Photographer: Alex Kraus / Bloomberg

“They wanted to develop my technology in their company in China,” said Weissman, a leader in the field because of his work with the research partner. Katalin Karikó in discovering the potential to fight mRNA disease. “I told them I was interested.”

Then nothing happened.

“I never heard from them,” Weissman said.

It was a missed opportunity that thwarted the country’s push against the Covid vaccine and left Chinese companies recovering a technological system to revolutionize everything from flu vaccines to cancer drugs.

When the coronavirus spread worldwide last year, New York-based Pfizer ran to partner with the German BioNTech, mRNA leader who had hired Kariko as senior vice president. Meanwhile, Massachusetts-based Moderna had $ 2.5 billion in US government funding.

Retreat from China

By contrast, several Chinese companies focused on older technologies it turned out to be much less powerful. At a conference on April 10, the head of the Chinese Center for Disease Control and Prevention, George Fu Gao, said Chinese vaccines “do not have very high protection rates,” local media reported.

While the comments caused a great stir on social media, Gao he backtracked, and told the Global Times that he supported the Communist Party that it only referred to ways to improve vaccine efficiency. But no damage control can hide the fact that no China-made mRNA vaccine has yet been approved.

For more information, read: Are China’s coveted traits less effective? Experts increase Sinovac

This is a setback for President Xi Jinping’s ambition to make the country a country health care power of innovation.
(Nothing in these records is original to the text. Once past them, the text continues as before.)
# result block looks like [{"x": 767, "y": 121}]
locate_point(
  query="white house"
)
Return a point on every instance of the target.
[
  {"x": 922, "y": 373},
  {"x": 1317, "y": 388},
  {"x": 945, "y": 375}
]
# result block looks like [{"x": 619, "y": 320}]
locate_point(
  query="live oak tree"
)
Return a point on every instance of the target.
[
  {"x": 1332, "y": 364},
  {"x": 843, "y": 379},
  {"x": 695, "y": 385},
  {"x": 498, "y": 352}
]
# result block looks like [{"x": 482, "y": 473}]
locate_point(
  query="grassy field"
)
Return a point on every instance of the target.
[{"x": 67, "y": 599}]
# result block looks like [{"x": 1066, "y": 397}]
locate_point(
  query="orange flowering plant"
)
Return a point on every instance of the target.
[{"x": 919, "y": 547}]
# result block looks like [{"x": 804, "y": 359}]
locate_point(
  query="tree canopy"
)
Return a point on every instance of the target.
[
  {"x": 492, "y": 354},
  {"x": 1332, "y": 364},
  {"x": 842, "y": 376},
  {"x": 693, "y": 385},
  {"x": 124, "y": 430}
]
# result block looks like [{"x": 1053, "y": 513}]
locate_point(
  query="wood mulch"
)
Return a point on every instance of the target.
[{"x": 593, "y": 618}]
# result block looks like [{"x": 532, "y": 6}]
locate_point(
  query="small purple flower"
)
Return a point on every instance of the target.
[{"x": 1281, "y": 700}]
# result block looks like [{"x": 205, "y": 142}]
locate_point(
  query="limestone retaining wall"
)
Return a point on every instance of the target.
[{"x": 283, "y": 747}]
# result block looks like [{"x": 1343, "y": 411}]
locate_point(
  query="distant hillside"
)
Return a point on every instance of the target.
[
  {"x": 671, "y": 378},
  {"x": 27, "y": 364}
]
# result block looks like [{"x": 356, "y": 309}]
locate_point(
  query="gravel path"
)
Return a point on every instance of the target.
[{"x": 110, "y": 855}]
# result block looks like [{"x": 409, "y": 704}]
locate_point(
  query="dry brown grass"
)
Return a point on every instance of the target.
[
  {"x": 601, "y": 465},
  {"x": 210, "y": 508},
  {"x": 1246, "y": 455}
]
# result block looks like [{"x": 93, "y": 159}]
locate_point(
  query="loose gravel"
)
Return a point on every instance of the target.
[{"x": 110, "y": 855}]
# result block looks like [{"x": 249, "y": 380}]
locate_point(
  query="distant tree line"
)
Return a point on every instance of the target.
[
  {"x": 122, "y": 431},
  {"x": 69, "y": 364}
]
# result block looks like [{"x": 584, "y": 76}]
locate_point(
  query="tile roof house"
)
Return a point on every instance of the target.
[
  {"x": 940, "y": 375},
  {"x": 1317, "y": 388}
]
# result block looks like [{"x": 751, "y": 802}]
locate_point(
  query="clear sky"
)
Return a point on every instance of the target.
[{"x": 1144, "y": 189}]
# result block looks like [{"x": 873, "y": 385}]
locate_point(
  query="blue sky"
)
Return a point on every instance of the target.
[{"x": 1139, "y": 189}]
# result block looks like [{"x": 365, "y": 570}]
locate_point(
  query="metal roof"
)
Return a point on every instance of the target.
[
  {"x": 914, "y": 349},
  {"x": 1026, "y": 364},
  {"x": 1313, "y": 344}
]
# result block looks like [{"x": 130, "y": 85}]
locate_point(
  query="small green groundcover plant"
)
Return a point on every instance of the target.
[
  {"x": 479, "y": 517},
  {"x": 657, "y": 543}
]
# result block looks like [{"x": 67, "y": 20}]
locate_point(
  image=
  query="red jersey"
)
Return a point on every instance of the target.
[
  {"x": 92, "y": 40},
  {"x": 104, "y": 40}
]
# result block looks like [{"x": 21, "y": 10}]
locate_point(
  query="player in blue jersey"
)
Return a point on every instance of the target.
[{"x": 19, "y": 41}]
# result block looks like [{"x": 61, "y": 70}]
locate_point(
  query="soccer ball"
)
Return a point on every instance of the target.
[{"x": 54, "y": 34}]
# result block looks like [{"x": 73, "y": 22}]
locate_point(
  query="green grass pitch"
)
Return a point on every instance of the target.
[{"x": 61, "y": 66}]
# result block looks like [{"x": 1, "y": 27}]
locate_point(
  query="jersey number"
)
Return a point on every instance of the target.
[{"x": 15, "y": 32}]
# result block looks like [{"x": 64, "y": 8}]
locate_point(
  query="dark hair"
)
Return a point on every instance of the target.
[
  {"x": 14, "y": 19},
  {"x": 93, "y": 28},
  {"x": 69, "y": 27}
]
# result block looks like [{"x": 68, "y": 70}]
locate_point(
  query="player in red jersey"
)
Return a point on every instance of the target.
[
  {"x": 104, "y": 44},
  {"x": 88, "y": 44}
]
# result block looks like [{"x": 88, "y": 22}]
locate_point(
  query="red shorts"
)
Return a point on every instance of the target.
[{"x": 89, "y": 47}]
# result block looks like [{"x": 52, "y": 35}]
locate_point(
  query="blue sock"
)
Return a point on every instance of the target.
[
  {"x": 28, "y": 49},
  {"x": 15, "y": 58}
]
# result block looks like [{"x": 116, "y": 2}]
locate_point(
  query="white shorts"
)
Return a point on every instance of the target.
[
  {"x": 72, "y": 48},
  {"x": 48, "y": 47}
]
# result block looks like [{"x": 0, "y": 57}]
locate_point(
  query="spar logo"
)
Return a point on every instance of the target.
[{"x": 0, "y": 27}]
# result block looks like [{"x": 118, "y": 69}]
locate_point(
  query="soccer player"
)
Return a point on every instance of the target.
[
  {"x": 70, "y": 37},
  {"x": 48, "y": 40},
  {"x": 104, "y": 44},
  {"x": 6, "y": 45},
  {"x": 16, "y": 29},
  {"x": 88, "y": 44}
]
The effectiveness of mRNA with Covid vaccines opens a new frontier for technology, with researchers looking for ways to use it to fight cancer, tuberculosis and many other diseases, according to Surbhi Gupta, a health care and life sciences analyst with consulting firm Frost & Sullivan.

“MRNA technology has the potential to change the game,” he said.

For decades, vaccines have been made using inactive versions of viruses, but mRNA traits use genetic material to instruct the body to create the ear protein that the coronavirus uses to enter cells. In turn, this trains the body to fight possible infections.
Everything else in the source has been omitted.